High-volume data streams are too large and grow too quickly to store entirely in working memory, introducing new challenges to what might otherwise be simple calculations. For one, nearly all interesting statistics of a stream can only be estimated without recalling expired data, which can be costly or impossible. For another, even just estimating a statistic could be infeasible if the space required to do so does not grow slowly with the size of the stream.

One such set of fundamental statistics are the quantiles (order statistics) of a dataset defined by an aggregating stream of items. We develop an approximate quantile summary with probabilistic guarantees that yields a new upper bound on the space needed for such a summary when the items are subject only to comparison operations.
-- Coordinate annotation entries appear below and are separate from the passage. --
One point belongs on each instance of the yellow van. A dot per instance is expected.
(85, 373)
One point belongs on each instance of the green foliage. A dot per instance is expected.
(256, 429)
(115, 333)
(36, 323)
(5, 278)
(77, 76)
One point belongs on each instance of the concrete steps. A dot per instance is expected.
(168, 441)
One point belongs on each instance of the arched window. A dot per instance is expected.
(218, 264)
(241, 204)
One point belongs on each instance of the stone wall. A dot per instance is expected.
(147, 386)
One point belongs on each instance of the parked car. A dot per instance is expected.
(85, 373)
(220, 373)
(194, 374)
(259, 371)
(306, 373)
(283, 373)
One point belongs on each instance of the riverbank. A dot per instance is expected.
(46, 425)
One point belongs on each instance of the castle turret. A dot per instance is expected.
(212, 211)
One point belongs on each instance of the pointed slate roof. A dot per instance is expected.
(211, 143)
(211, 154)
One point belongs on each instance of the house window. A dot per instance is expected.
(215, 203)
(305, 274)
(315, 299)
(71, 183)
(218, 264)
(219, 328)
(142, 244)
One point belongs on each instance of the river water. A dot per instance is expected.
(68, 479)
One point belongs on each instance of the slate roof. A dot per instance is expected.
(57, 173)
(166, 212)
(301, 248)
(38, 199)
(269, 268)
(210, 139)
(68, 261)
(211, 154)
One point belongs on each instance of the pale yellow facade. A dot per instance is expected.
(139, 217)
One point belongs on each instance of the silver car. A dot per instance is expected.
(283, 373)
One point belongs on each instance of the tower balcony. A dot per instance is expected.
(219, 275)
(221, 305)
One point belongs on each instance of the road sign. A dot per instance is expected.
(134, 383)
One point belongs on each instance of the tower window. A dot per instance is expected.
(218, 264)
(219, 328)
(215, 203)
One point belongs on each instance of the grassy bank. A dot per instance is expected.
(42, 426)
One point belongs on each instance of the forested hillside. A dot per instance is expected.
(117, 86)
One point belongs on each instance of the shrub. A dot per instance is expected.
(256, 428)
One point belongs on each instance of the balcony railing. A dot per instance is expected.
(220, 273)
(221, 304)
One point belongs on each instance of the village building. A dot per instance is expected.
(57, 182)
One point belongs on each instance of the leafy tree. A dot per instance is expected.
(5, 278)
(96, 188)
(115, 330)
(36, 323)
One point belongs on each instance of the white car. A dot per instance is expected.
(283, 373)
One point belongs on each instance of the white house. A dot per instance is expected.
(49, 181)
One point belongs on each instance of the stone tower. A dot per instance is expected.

The difficulties of data streams are compounded when streams may arrive distributed across several locations, as would occur in sensor networks and telecommunication networks; in addition to handling the high volume of these streams we must also coordinate among the sites to ensure consistency for any statistics we wish to track, ideally with a minimum of communication.

We introduce a new, natural parameter for data streams, the ``variability'' $v$, that permits us to easily extend existing algorithms for the aggregating streaming model to one in which streams are composed of insertion and deletion transactions. For this second model, our definition refines existing worst-case communication bounds from $O(n)$ to $\tilde{O}(v)$ for a host of problems. We further show that the variabilities for many streams of interest grow slowly with respect to the size of the streams.